Théocrite est trop souple et trop varié dans la pastorale pour s’enfermer dans les limites d’une classification rigoureuse. Cependant on peut répartir les dix pièces dont se compose la partie bucolique de son œuvre entre deux divisions générales, en rangeant d’un côté celles qui se tiennent plus près de la réalité champêtre, et de l’autre les poèmes où sont développées des légendes locales. Sans attribuer à cette distinction une valeur absolue, adoptons-la comme assez naturelle et comme offrant un ordre commode.
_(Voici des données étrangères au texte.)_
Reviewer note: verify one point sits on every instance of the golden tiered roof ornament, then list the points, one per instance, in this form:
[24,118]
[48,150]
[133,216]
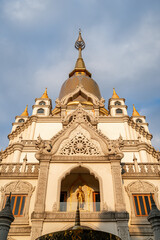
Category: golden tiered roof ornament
[135,113]
[25,113]
[114,94]
[80,67]
[45,95]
Mais d’abord remarquons que toutes ces pièces bucoliques ont emprunté à la Sicile les légendes qu’elles ont chantées, comme les mœurs dont elles sont de poétiques imitations. La pastorale est tout à fait d’origine sicilienne. Si plus tard, dans la littérature moderne, l’Arcadie a presque supplanté la Sicile, c’est sans doute par suite d’une tradition à la fois mythologique et littéraire, qui a rattaché le chant pastoral au dieu arcadien de la syrinx et des troupeaux, à Pan, particulièrement honoré sur le Ménale. Cette tradition était établie dès le temps de Virgile ; elle le fut peut-être par lui. Dans une de ses églogues, il met en scène deux enfans arcadiens et il appelle le chant bucolique Mænalios versus. En tout cas, elle ne paraît pas remonter jusqu’à Théocrite.

« La Sicile aux nombreux troupeaux, » dit Pindare. Sa richesse en ce genre était aussi célèbre chez les anciens que la fertilité de ses plaines. En outre, de fraîches et poétiques vallées s’ouvraient dans les contreforts de la grande montagne de l’Etna. On conçoit donc qu’elle ait réalisé mieux que tout autre pays cet idéal de vie pastorale que l’antiquité s’est figuré avant nous, celui dont Lucrèce nous présente la charmante image. On se rappelle ces jolis traits : les bergers, élèves des oiseaux et des zéphyrs, qui sifflent dans les tiges des roseaux, inventant les douces plaintes de la flûte dans les forêts profondes, au milieu des gorges des montagnes, dans des solitudes aimées et des loisirs divins,

Per loca pastorum deserta atque otia dia.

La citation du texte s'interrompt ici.